Aftab Yazd
- Type: Daily newspaper
- Publisher: Mojtaba Vahedi
- Founded: August 2000
- Political alignment: Reformist
- Language: Persian
- Headquarters: Tehran
- Circulation: 100,000 (2008 est.)
- Website: Aftab-e Yazd

= Aftab Yazd =

Persian-language daily reformist newspaper in Iran

Aftab-e Yazd (آفتاب یزد, lit. 'The Yazd Sun') is a Persian-language daily reformist newspaper published in Tehran, Iran. The title of the paper means "the sun of Yazd" in Persian.

==History and profile==
Aftab Yazd was started in August 2000. The paper, based in Tehran, is affiliated with the Association of Combatant Clerics (of which former president Mohammad Khatami is a leading member). The paper focuses on political, cultural, social and economic news.

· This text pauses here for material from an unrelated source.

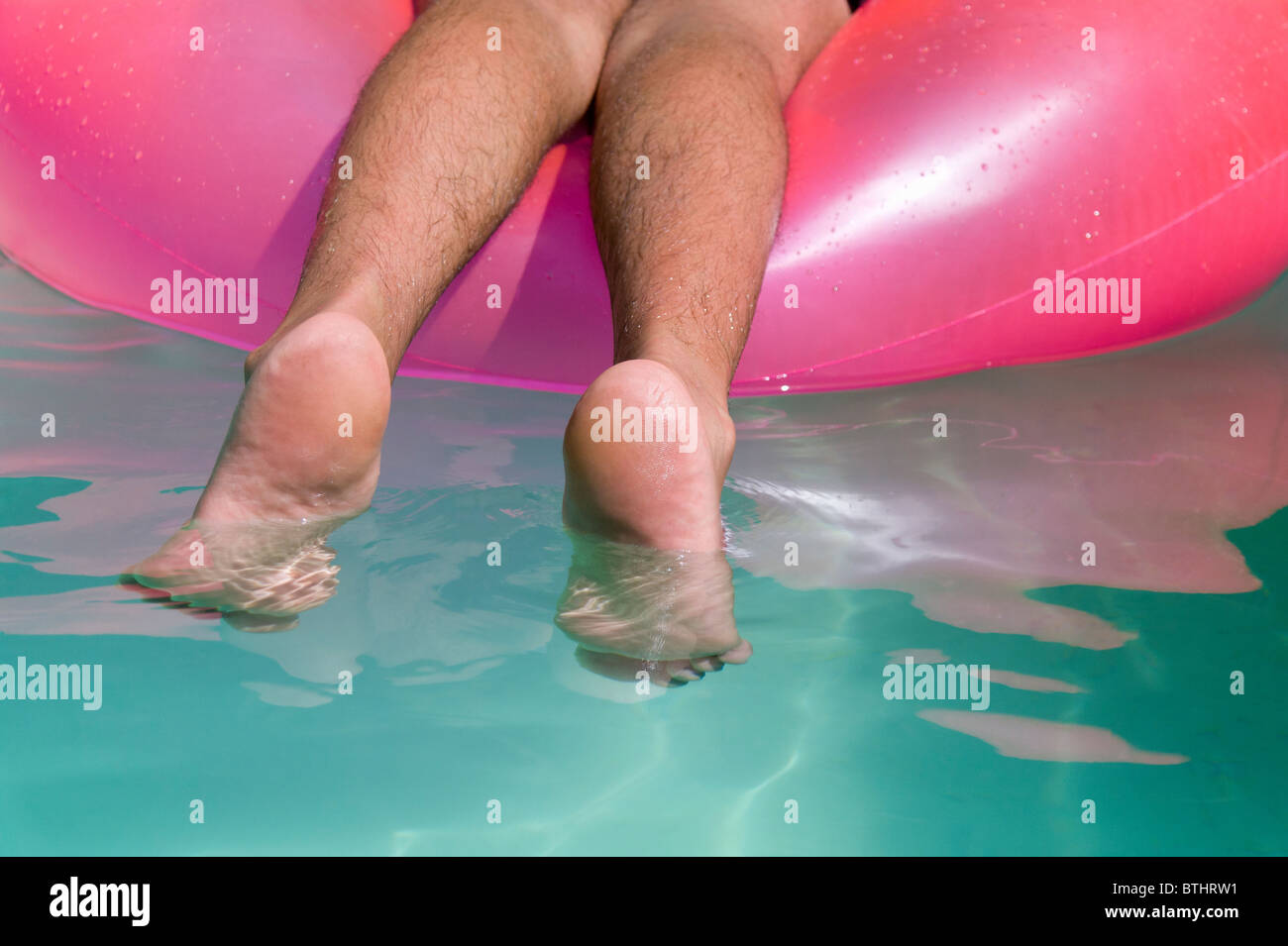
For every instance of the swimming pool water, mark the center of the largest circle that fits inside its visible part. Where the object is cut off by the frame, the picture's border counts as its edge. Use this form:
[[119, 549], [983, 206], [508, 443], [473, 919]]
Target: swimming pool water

In June 2005, before the 2005 presidential election, the paper along with another one, Eqbal, published the letter of presidential candidate Mahdi Karroubi to Supreme Leader Ali Khamenei. Upon this publication both papers were banned for one day by Tehran Public and Revolutionary Court. The daily was also temporarily ceased in June 2009 following the presidential elections. In December 2009 it was again warned by the ministry of culture for publishing "divisive" material.